Our early technology converts cotton waste into pulp which can pass through the same solvent systems currently used to dissolve wood pulp. The current system has been designed specifically for trees, so that it is compatible with fiber production systems [with our Regenerative Cellulosics technology] has taken time and we are now completing the final stages of development to get the quality fiber producers demand so they can make commercial fiber from our pulp. Next year we will maintain our pulp business by integrating pulp mill owners with fiber producers. We aim to bring between three and six brands to market next year.

CEF: Are regulations emerging to facilitate the redesign of the textile industry?

SF: We are starting to see the EU making strong policies about the environmental impact of the textile industry. For example, Ireland and France have clothes that are prohibited from dumping in landfills.
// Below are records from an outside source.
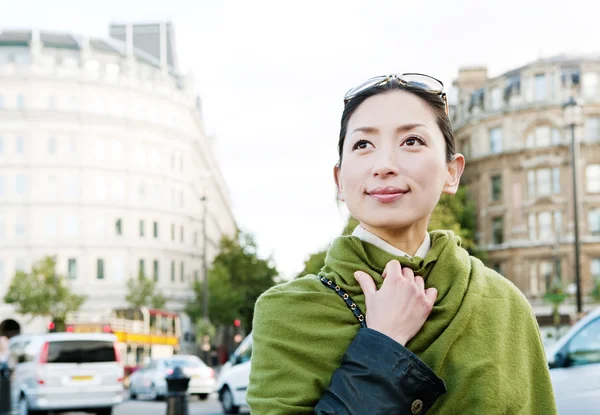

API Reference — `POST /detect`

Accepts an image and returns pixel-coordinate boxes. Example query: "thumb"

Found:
[354,271,377,295]
[425,288,437,305]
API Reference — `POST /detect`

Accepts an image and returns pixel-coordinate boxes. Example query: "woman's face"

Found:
[335,91,464,231]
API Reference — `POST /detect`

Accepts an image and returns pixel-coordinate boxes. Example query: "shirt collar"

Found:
[352,225,431,258]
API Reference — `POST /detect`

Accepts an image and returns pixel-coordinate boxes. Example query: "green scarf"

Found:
[248,231,557,415]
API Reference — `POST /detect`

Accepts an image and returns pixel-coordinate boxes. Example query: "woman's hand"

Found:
[354,260,437,346]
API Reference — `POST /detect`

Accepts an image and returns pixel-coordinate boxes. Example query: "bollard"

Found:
[0,363,12,415]
[165,366,190,415]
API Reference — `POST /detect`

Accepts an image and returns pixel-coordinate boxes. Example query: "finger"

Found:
[415,275,425,292]
[402,267,415,281]
[354,271,377,296]
[383,259,402,278]
[425,288,437,305]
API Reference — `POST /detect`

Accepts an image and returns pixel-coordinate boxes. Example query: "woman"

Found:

Environmental damage from the textile industry is a colossal problem affecting mankind but no one has put money into it as many professional investors consider it a women’s problem. We have to change the fashion business in ways that make sense, and for this to work we have to find people who believe it’s possible.

The blog is the first in a new Closed Loop Innovator Series, featuring stories about women around the world innovating in business, civil society and science to reduce plastic waste pollution. A condensed version will appear in the forthcoming publication of the China Environmental Forum, InsightOut: Closing the Loop on Plastic Waste in China and the US

Clare Auld-Brokish is a research assistant at the Wilson Center’s China Environmental Forum where she works on urban water issues in China and global plastic waste. He recently returned from a Fulbright fellowship in Yunnan, China where he conducted environmental science research in freshwater lakes and developed wetlands.

Tongxin Zhu is a research assistant at the Wilson Center China Environment Forum. The focus is currently on marine plastic waste in China with an emphasis on consumer-facing industries. He recently graduated from Georgetown University, McCourt School of Public Policy with an MPP.

Source: Eunomia, Greenpeace, National Park Conservation Association, Earth Nature & Environment Review, Plastic Soup Foundation, The Guardian, United Nations Development Program, World Resources Institute

Main Photo Credit: The global fast fashion industry is in production more than 92 million tonnes of waste each year, belong to Shutterstock.com.